Many of the revelations coming out of the testimony at the hearings are interesting, but witnesses who have refused to appear or those who have been reticent to testify on certain matters are also of note.
A BP lawyer testified that the Deepwater Horizon had 390 “past due” maintenance items that should have been corrected and, which were found during a September 2009 audit of the rig. The lawyer testified that the corrections would have required 3,545 man hours to complete. All this data was set forth in a 30 page report submitted to the rig owner, Transocean, long before the tragic explosion on April 20, 2010.
Also testifying was Stephen Bertone, the chief engineer of the Deepwater Horizon rig. He testified that (8) months before the explosion the rig’s propeller that assisted in maneuvering the rig had been “having problems”. Bertone could not recall how many of the 390 deficiencies on the oil rig had been corrected before the explosion and subsequent oil spill.

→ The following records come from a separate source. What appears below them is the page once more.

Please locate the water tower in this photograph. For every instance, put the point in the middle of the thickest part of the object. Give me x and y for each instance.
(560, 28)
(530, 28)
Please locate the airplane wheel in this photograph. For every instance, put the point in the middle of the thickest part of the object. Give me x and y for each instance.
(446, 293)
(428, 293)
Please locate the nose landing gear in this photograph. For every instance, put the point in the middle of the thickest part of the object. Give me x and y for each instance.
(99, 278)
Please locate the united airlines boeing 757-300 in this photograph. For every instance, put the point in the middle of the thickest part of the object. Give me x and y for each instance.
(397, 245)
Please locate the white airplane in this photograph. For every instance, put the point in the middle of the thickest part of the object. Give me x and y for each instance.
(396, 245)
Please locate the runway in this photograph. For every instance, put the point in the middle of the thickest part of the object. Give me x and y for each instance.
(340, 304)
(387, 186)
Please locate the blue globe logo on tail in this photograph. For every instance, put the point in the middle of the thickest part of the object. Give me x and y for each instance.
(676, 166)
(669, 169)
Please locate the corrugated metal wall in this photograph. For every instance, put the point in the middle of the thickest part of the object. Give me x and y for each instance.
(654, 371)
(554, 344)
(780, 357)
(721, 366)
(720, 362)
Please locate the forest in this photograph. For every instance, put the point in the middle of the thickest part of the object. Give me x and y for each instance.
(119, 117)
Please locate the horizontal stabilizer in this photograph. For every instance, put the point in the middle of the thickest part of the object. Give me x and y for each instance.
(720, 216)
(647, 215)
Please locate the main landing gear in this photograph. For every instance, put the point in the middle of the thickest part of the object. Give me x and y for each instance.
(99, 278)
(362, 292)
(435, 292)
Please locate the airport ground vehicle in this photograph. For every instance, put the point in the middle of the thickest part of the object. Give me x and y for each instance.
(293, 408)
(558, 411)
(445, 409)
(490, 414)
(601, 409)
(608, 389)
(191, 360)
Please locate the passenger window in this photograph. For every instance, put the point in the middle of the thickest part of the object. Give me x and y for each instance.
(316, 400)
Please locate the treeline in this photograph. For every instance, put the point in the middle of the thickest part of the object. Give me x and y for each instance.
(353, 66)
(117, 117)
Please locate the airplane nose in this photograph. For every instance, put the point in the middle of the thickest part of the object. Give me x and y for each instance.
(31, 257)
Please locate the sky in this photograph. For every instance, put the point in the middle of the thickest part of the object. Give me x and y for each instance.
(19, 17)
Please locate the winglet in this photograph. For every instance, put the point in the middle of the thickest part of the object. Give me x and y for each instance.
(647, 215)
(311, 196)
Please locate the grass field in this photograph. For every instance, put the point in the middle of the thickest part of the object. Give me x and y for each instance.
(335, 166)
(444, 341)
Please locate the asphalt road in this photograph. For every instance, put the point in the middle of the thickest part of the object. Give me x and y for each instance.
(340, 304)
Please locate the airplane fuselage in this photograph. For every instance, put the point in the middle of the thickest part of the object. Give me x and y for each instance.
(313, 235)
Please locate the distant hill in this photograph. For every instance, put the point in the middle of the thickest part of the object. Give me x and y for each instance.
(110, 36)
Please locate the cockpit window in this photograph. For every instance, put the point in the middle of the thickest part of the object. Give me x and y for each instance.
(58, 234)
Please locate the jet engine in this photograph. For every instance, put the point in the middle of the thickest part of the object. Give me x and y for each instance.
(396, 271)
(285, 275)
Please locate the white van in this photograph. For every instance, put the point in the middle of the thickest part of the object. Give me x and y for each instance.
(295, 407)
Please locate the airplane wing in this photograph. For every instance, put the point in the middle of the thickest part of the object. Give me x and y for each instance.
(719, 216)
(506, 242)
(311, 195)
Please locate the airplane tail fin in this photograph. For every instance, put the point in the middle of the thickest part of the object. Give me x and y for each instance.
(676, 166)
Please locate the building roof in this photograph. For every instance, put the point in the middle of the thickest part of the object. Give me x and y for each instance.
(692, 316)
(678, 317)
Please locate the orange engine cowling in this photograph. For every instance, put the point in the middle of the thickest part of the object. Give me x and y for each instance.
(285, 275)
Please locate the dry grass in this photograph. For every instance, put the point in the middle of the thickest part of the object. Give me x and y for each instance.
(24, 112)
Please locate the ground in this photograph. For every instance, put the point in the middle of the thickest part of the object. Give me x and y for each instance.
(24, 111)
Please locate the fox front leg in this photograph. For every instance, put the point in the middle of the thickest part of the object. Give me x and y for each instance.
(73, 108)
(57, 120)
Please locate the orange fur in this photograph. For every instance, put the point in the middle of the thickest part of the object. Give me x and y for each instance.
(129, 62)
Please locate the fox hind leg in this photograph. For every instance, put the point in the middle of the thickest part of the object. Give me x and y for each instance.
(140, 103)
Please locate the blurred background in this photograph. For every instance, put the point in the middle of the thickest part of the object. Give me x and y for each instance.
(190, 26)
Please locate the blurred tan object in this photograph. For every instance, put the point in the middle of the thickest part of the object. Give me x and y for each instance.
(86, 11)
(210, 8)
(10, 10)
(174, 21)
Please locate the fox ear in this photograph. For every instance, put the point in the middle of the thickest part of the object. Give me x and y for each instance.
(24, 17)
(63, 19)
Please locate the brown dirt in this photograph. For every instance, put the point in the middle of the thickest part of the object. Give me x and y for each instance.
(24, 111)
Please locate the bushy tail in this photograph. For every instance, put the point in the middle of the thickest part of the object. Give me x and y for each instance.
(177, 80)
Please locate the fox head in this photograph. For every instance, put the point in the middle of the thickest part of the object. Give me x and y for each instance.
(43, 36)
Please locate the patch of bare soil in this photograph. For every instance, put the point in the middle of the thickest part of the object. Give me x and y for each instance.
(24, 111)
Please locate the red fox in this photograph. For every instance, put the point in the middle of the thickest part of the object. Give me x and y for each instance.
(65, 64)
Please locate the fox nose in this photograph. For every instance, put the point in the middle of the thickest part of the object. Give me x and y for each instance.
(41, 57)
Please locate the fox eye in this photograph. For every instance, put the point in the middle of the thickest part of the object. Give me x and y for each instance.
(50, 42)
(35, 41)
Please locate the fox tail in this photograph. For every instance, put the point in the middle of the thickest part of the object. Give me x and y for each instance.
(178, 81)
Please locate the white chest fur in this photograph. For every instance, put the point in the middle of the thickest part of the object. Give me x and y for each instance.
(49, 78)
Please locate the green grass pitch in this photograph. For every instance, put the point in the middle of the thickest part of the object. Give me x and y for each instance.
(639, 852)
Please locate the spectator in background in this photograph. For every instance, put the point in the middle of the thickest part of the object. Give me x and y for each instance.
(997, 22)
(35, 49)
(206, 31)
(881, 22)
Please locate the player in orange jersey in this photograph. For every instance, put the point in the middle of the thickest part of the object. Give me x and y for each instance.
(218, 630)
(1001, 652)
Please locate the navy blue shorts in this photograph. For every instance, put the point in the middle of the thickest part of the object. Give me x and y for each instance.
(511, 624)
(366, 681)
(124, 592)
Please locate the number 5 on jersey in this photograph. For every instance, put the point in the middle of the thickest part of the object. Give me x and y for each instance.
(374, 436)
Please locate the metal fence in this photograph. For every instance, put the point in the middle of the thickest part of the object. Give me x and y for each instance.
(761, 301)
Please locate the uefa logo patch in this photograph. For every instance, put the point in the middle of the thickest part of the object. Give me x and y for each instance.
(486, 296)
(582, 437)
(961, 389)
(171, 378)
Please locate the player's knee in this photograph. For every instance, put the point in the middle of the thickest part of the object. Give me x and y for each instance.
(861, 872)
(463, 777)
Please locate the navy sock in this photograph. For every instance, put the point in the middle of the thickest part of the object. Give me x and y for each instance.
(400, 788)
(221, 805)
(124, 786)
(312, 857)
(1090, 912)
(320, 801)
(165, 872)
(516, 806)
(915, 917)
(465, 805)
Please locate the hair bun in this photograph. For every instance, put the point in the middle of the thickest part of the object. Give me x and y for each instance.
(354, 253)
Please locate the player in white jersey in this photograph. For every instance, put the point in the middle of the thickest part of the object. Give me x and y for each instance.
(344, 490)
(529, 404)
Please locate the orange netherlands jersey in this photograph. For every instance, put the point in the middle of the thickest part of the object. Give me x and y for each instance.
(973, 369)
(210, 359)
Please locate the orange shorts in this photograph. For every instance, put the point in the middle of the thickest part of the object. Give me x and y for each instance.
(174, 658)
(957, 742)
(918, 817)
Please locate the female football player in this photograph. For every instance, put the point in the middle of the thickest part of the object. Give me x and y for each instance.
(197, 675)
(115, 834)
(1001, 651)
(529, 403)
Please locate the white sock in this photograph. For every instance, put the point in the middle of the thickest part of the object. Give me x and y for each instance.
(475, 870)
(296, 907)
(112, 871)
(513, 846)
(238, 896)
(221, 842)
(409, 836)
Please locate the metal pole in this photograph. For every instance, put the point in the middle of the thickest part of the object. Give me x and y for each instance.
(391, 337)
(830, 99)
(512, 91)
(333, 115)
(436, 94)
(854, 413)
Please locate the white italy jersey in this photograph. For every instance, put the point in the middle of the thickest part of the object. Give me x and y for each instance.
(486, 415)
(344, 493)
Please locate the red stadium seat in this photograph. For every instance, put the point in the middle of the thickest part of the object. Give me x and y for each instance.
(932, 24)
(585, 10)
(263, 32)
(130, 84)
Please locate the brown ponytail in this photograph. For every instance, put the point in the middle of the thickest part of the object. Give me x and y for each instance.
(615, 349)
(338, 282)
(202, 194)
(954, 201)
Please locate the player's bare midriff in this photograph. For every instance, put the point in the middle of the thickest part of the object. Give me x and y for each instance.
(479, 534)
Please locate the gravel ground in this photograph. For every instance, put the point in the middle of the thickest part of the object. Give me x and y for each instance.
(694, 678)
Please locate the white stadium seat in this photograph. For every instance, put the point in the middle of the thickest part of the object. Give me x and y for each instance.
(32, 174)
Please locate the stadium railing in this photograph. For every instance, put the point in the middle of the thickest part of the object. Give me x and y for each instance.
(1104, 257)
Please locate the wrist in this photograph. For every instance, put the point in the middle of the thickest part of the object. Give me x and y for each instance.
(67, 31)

Bertone also testified that he did not recall whether the general alarm had been bypassed, but did not recall hearing it go off. Bertone said he did not know whether the system for purging gas from the drill shack had been bypassed. This system was the one that kept gas from accumulating and what ultimately ended up igniting the massive explosion that did occur.
Stephen Bertone does recall that hours before the deadly blowout at BP’s Macondo well, a larger than normal number of crew members was gathered in the drilling control room on board the Deepwater Horizon.
“At that point I knew there was something going on, but I didn’t know what it was,” Bertone said.
The visit to the rig’s drill shack, where it was “standing room only,” took place about 5:30 pm, he said.
Later, shortly before 10 p.m., Bertone was reading in his bed when he heard what sounded like a freight train running through his room, then a boom. He felt thumping and saw the lights go out. That set up a chain of events that eventually led to a frenzied exit from the fiery rig.
Wouldn’t it be interesting to inquire with Bertone whether he may have asked, “gee, what is everyone here about” or “what’s the problem”, or hey, guys, what’s up”? Instead, all we know is he went to bed to read.
Bertone said he does recall reviewing an audit before the accident that found larger maintenance issues requiring Deepwater Horizon to go to the shipyard in early 2011 for work on thrusters, engines, seawater systems, ballast systems and drilling equipment.
Mike Williams, a subordinate of Stephen Bertone’s, suggested that some key safety functions on board the rig were set to bypass when the accident occurred.
BP’s well-site manager, Donald Vidrine, declined to testify at the hearings; reportedly due to health concerns.
So far, what we have in the testimony seems to be a frightening inventory of neglect and carelessness on at least the part of the rig operator, BP and the rig owner, Transocean. There seems to be at least some scintilla of suspicion that any of the neglected problems on the Deepwater Horizon may have cause d or contributed to this tragedy. There also seems to be some concern that memories are not as sharp as maybe we had hoped or honesty is in short supply.